Call
me crazy, but it just takes a long time to heal in Mozambique. I got
the sniffles a week ago. I still have the sniffles. I also had a
fever and headaches sore throat and everything else in between, but
it's been over a week.
This
is all purely anecdotal but everybody I've talked to seems to confirm
it. I've have scabs and scars on my hand from two months ago, the
equivalent of road rash. It was two months ago. I still have them.
They just won't go away. Everybody I know that gets a cut or a
scrape, even a simple one, will have it for at least a month. They
are the type of cuts that after a week in the US you wouldn't even
know I had it.
Even
simple little things that you would never notice are different. I
would have never thought of it had someone else not mentioned it, but
when I'm in the U.S., even for my brief visit last year, if I go two
days or so without shaving people start giving me glances telling me
to clean up. Here I could go for about a week without even looking
like I've stopped caring. It just doesn't grow the same. The same go
for healing from sickness or wounds.
It
seems every time I get sick it just never goes away. There is a
difference between a scratchy throat that hangs on for a week and
spending three days with a splitting headache and a fever. The latter
is what I did. Luckily for me, I maintain my unquenchable foolishness
optimism in the face of adversity. A group of kids came to visit me
one day when I was pretty much out of it. I don't remember them
coming to see me. When asked how my fever was I apparently replied,
"It's not so bad. In fact, I'm thinking of asking it out on a
second date."
I
shut myself in for three days just trying to avoid moving any part of
my body, bright sunlight (is there any other kind) and getting
anybody else sick along with me. So how did I pass my time? The same
way I always pass my time when I'm sick: Watching Star Wars.

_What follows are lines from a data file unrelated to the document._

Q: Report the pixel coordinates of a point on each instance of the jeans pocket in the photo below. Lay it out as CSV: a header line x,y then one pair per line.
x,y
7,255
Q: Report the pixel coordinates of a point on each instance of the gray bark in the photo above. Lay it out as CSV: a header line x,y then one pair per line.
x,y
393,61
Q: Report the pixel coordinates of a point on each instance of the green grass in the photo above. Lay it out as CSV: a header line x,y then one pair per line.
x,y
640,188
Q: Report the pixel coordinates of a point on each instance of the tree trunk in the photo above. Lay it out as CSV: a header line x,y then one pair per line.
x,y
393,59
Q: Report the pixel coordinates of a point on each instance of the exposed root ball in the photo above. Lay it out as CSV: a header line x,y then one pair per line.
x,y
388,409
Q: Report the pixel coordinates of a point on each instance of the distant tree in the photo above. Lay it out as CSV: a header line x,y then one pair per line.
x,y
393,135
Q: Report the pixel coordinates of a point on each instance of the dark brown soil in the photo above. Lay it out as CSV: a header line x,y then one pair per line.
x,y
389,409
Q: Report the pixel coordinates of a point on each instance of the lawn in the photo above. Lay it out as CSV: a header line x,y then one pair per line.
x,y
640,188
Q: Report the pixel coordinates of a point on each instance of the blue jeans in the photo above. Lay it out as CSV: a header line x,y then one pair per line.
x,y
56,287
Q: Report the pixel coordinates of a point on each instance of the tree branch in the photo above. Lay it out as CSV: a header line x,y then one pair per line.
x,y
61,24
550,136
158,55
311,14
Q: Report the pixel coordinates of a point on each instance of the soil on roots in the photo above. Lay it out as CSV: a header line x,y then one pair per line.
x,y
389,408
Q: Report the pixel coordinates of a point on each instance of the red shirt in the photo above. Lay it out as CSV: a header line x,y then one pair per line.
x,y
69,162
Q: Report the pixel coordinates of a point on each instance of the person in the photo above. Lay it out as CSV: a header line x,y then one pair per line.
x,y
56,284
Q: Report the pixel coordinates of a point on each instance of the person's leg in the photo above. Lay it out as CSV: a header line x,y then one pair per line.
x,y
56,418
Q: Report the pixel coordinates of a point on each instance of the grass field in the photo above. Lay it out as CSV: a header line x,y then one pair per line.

All of them. In french. That last part is kind of new thing because
the copy of Star Wars I got my hands on is only in French.
"Louis,
je suis ton père," needs no translation.
Now
I'm pretty much left with a dripping nose and a sore throat. The only
advantage is that I'm able to sing along with all my Johnny Cash
records now. Even the bottom register of "I Walk The Line".
Well, it seems like your immune system is lower in Mozambique than in the US. Of course there are many factors, but I'm not a doctor or a science inclined person.